使用Keras双向LSTM的命名实体识别（NER）

Named-entity recognition (NER) (also known as entity identification, entity chunking and entity extraction) is a subtask of information extraction that seeks to locate and classify named entities mentioned in unstructured text into pre-defined categories such as person names, organizations, locations, medical codes, time expressions, quantities, monetary values, percentages, etc.

命名实体识别 ( NER ) (也称为实体标识 ， 实体分块和实体提取 )是信息提取的子任务，旨在将非结构化文本中提到的命名实体定位和分类为预定义类别，例如人员姓名，组织，位置，医疗代码，时间表达，数量，货币价值，百分比等。

In this project, we will work with a NER dataset provided by kaggle. The dataset can be accessed here. This dataset is the extract from GMB corpus which is tagged, annotated and built specifically to train the classifier to predict named entities such as name, location, etc. Dataset also includes one additional feature (POS) that can be used in classification. In this project, however we are working only with one feature sentence.

在此项目中，我们将使用kaggle提供的NER数据集。数据集可在此处访问。该数据集是GMB语料库的摘录，经过标记，注释和构建，专门用于训练分类器预测诸如名称，位置等命名实体。数据集还包括一个可用于分类的附加功能(POS)。但是，在此项目中，我们仅使用一个功能语句。

1.加载数据集 (1. Load the dataset)

Lets begin by loading and visualising the dataset. To download ner_dataset.csv go to this link in kaggle.

让我们从加载和可视化数据集开始。要下载ner_dataset.csv，请转至kaggle中的此链接。

We will have to use encoding = ‘unicode_escape’ while loading the data. This function takes a parameter to toggle the addition of the wrapping quotes and escaping of that quote in a string.
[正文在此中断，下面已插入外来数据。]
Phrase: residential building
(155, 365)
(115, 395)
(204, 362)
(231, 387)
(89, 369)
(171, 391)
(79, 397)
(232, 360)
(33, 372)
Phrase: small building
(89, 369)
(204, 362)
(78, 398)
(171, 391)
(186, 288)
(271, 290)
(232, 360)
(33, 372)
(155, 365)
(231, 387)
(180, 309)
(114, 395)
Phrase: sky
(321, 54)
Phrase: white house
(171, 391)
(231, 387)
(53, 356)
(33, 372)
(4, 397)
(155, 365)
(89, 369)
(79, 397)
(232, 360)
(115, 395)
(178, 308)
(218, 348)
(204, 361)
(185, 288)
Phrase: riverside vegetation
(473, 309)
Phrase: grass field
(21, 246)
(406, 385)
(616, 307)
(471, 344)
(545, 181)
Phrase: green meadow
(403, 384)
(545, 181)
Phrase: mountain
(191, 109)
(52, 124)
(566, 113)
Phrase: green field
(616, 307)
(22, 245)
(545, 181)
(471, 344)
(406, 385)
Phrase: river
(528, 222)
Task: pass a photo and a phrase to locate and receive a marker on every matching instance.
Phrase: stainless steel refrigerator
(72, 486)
加载数据时，我们将必须使用encoding ='unicode_escape'。 此函数使用一个参数来切换包装引号和字符串中引号的转义。

import pandas as pd
data = pd.read_csv('ner_dataset.csv', encoding= 'unicode_escape')
data.head()

From the dataset we can see the sentences are already broken into tokens in the column ‘Word’ which will be our feature (X). The column ‘sentence #’ displays the sentence number once and then prints NaN till the next sentence begins. The ‘Tag’ column will be our label (y).
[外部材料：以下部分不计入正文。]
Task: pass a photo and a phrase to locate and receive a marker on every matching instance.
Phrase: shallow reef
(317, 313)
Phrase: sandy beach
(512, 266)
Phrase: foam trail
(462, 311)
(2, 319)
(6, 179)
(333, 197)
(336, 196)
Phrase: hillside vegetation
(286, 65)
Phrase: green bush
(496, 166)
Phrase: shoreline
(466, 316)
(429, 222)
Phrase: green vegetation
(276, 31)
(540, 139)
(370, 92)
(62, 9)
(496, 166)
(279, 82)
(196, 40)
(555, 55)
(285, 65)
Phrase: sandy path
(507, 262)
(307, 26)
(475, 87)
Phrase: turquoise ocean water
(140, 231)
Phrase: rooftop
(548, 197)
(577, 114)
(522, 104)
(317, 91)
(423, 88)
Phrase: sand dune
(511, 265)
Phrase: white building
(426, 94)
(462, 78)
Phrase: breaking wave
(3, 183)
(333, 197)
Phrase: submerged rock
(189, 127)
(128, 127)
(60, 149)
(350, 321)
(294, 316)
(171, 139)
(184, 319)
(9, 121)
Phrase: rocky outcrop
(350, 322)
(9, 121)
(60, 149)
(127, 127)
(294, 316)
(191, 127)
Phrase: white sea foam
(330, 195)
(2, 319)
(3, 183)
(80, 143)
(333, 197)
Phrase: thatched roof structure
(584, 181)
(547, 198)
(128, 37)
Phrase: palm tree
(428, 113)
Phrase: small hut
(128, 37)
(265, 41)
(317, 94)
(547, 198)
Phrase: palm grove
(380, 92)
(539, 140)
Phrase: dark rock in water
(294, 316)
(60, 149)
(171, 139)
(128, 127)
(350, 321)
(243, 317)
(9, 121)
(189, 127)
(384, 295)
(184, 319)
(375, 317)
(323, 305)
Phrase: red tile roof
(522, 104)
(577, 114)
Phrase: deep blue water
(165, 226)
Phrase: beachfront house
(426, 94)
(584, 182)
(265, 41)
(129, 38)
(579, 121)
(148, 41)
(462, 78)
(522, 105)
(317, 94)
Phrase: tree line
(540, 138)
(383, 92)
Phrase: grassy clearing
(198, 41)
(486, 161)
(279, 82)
从数据集中，我们可以看到句子已在“单词”列中被分解为标记，这将成为我们的特征(X)。 “句子＃”列一次显示句子编号，然后打印NaN直到下一个句子开始。 “标签”列将是我们的标签(y)。

2.提取神经网络所需的映射 (2. Extract mappings required for the neural network)

To train a neural network, we will use two mappings as given below. - {token} to {token id}: address the row in embeddings matrix for the current token.- {tag} to {tag id}: one-hot ground truth probability distribution vectors for computing the loss at the output of the network.

为了训练神经网络，我们将使用下面给出的两个映射。 -{ 令牌 }到{ 令牌ID }：在当前令牌的嵌入矩阵中寻址行。-{ 标记 }到{ 标记ID }：用于计算网络输出损耗的单点地面真理概率分布矢量。

This step is required, as any machine learning model including the neural network require integers as input.

这是必需的步骤，因为任何机器学习模型(包括神经网络)都需要整数作为输入。

data['Word_idx'] = data['Word'].map(token2idx)
data['Tag_idx'] = data['Tag'].map(tag2idx)
data.head()

We can see the function has added two new index columns for both our X (Word_idx) and y (Tag_idx) variables. Next lets collect tokens into arrays in respective sequence to make the best use of recurrent neural network.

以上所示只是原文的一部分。